Laravel SOAP request call

Question

I'm looking to get access to a specific API (found here: https://jigsaw.w3.org/css-validator/manual.html#api ), however this is a SOAP api and I've never worked with SOAP. So I install this package: https://codedredd.github.io/laravel-soap/ and I try a test call. It looks like this:

    $response = Soap::baseWsdl('https://jigsaw.w3.org/css-validator/validator')
        ->call('validator', [
            'text' => $text,
            'lang' => 'en',
        ]);

    
    
    dd($response);
    

however I already know this is going to fail because I have no idea what to put into the ->call('')

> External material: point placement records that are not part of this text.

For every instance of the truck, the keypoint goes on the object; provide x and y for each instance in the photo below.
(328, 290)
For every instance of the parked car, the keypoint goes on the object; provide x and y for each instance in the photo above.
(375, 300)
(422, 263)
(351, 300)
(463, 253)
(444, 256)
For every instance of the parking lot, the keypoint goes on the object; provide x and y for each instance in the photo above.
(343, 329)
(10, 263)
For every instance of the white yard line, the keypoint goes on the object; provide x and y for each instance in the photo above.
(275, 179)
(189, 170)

and as expected I get the response:

#response: GuzzleHttp\Psr7\Response {#1715 -reasonPhrase: "Bad Request"

Help?

Answer 1

According to the documentation you provided. https://jigsaw.w3.org/css-validator/manual.html#api

You have to set the output to either 'application/soap+xml' or 'soap12'

$response = Soap::baseWsdl('https://www.w3.org/2005/09/css-validator.wsdl')
    ->call('validator', [
        'uri' => $text,
        'lang' => 'en',
        'output' => 'application/soap+xml'
    ]);


dd($response);

Answer 2

Answer: This is not a SOAP API. That's embarrassing. The title of the documentation was "CSS Validator Web Service API SOAP 1.2" so I had assumed it was going to be a SOAP API. But no, the SOAP part is just a reference to returning XML.